For those paying attention, Australia could be let off the hook due to being unluckily part of a trio of rain interrupted matches, which probably contributed to their mishmash of performances. In their second game, Australia were set for an easy romp over Bangladesh but rain intervened before the allotted amount of overs to guarantee a result and it is now the unheralded Bangladeshis making a fairy-tale semi-finals berth.
In some parts, Australia will be granted pathos due to most of their players enduring a relentless schedule for the best part of the last nine months. Perhaps fatigue contributed to their demise exacerbated by the lingering ugly pay disputehanging over Australian cricket, which surely was some type of distraction.
Of course, we’ll never know how much the off-field shenanigans played its part in Australia’s demise and the players were dismissive of it in the wake of their loss to England. Still, the white noise, prevailing uncertainty and fracturing between players and Cricket Australia (CA) was not ideal for a team looking gassed and unsettled.
Australia’s exit will probably be swept under the carpet and quickly forgotten with more pressing issues – the pay dispute’s deadline is June 30- set to dominate the headlines. However, bigger picture, there were some red flags over Australia’s performances albeit over a small sample size.
The 50-over format has long been Australia’s strong suit but they are looking increasingly shaky with major question marks over their middle-order batting. Australia has long had fulcrums in the middle order in the mould of Michael Bevan or Michael Hussey but right now the batting feels susceptible.
It is probably harsh to be overly critical of a batting line-up which only had one genuine crack in the middle – against the formidable and battle-tested England in a virtual elimination game. However, Australia’s frailties reared at the worst time, making just 277 for 9 after being well set at 161 for 2.
Moises Henriques, the veteran all-rounder, was a head-scratching choice at No.4 – a position more suited to Travis Head, who showed his class top-scoring with an unbeaten 71 batting one spot lower. Selectors will face some heat for not playing talented all-rounder Marcus Stoinis, who starred in New Zealand earlier this year with a herculean display with both bat and ball.
Australia are too heavily reliant on the top three of Aaron Finch, David Warner and Steve Smith and have missed a stabiliser in the middle order since Michael Clarke’s retirement two years ago. Stoinis or Mitchell Marsh, who is facing a long stint on the sidelines due to injury, would add balance to the team but they don’t particularly sure up the batting.

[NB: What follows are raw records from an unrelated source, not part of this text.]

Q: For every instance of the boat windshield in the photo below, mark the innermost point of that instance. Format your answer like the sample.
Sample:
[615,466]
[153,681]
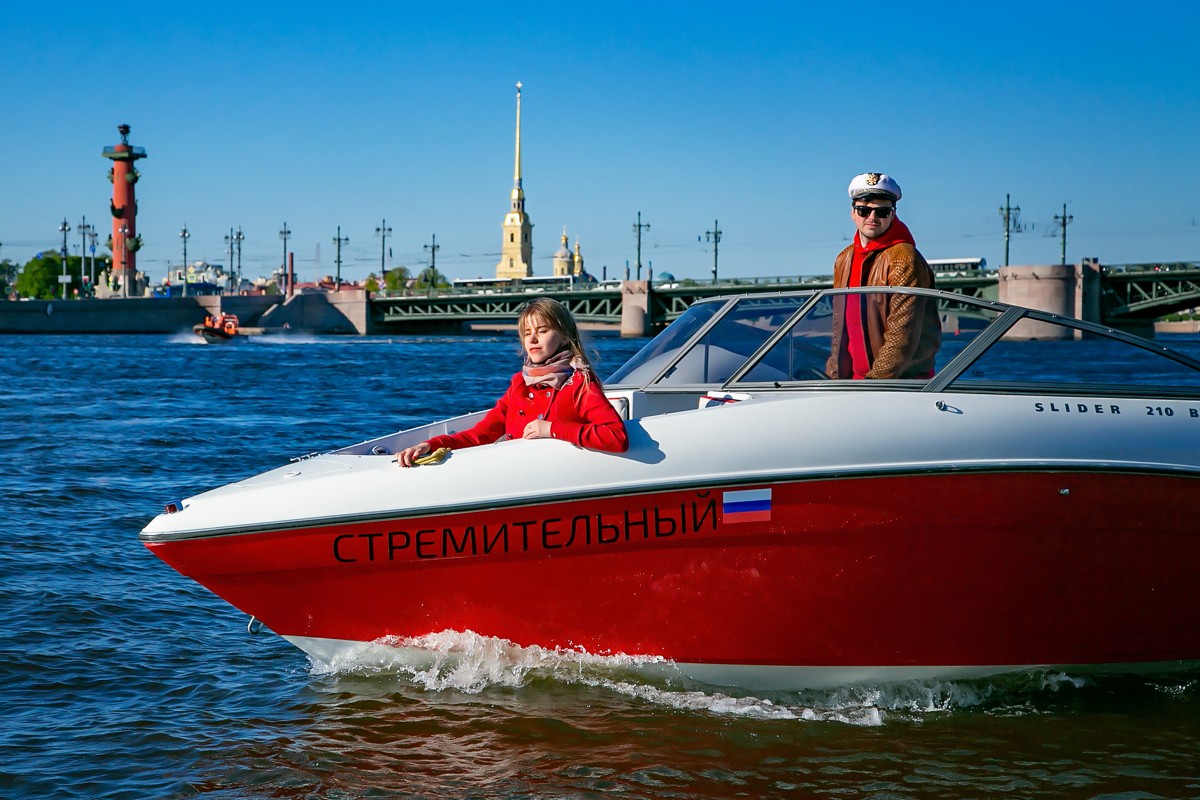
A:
[791,340]
[695,350]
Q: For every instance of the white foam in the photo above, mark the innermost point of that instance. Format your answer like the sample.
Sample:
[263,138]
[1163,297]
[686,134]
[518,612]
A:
[468,662]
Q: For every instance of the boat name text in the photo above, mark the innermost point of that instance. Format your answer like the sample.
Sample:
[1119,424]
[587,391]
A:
[1065,407]
[527,535]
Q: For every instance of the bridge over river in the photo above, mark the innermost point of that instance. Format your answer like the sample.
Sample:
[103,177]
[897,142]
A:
[1127,295]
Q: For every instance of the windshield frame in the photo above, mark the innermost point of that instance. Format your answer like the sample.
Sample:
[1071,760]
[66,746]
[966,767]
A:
[946,379]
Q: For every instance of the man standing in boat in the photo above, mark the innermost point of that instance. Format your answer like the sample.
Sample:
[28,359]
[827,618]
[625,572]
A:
[882,335]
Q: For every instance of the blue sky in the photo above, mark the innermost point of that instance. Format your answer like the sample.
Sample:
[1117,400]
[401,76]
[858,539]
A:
[753,114]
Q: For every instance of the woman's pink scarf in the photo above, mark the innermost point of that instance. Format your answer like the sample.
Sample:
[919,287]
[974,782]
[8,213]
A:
[555,371]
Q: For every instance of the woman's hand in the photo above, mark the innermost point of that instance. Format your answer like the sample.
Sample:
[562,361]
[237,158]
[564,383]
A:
[537,429]
[406,457]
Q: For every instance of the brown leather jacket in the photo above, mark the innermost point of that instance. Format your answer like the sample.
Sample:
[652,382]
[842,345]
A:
[904,331]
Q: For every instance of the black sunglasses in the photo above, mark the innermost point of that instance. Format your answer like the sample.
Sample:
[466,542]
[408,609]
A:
[882,212]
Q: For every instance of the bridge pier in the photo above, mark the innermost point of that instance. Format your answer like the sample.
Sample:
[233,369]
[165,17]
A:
[1065,289]
[635,308]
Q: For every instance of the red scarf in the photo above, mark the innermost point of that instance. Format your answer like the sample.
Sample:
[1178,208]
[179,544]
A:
[856,336]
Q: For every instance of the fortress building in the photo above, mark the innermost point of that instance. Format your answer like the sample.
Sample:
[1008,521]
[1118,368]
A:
[516,251]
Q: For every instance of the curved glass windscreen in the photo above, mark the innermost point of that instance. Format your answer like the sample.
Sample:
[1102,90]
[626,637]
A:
[899,335]
[664,348]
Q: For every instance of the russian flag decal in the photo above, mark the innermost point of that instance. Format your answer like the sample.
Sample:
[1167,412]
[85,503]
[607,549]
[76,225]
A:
[749,505]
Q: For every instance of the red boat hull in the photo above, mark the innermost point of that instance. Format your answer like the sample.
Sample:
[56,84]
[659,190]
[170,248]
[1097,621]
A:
[971,569]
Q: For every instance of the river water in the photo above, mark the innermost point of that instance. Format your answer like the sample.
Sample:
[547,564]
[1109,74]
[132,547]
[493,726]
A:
[123,679]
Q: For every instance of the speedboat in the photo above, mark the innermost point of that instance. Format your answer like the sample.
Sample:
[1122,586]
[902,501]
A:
[219,328]
[1032,504]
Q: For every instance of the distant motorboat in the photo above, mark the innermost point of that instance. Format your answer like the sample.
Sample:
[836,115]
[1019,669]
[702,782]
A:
[1023,507]
[217,328]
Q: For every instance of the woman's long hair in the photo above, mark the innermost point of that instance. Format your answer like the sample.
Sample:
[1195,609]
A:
[556,314]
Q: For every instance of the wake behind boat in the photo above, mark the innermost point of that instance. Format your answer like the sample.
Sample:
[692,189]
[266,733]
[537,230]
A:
[217,328]
[768,528]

With the ball, Australia’s much-hyped “dream team” pace attack failed to materialise with James Pattinson being overlooked for leg-spinner Adam Zampa. On paper, the four-pronged arsenal of Pattinson, Mitchell Starc, Josh Hazlewood and Pat Cummins looks impregnable but that combination fusing brute force and all-out attack is more suited to the longer format of Test cricket. Australia wasn’t helped with Starc looking rusty in his comeback from injury and he was unable to rediscover his inimitable rhythm despite the odd flashback.
Like in Test cricket, Australia’s ODI team feels top heavy with an over reliance on Starc, Warner and Smith. If they aren’t firing, Australia is susceptible fuelling doubts over the team with the World Cup just two years away. Australia’s astounding World Cup record can be partially attributed to meticulous preparation years in advance and you feel selectors will soon be making judgement calls on players with an eye towards that flagship tournament.
Attention will be made of Australia’s continual poor record in the UK, with the Champions Trophy flop just another black mark in a long list of failures over there. With the World Cup being held in the UK in 2019 – during the same summer as the Ashes – Australia would have been hoping for a tonic in conditions they have continually been unable to handle. Almost no practice matches ahead of the Champions Trophy was undesirable and manifested on-field with Australia looking underdone – a recipe for disaster in such an abbreviated tournament.
Of course, there is a lot of water to go under the bridge until the World Cup with Australia now set to enjoy a welcome breather in the next few months before a proposed tour of Bangladesh in late August. However, due to the spectre of the pay dispute, there is the worrying prospect that Australia’s best team won’t be in action for some time if a deal can’t be brokered between CA and the Australian Cricketers’ Association.
On and off the field, there is much uncertainty over the Australian cricket team.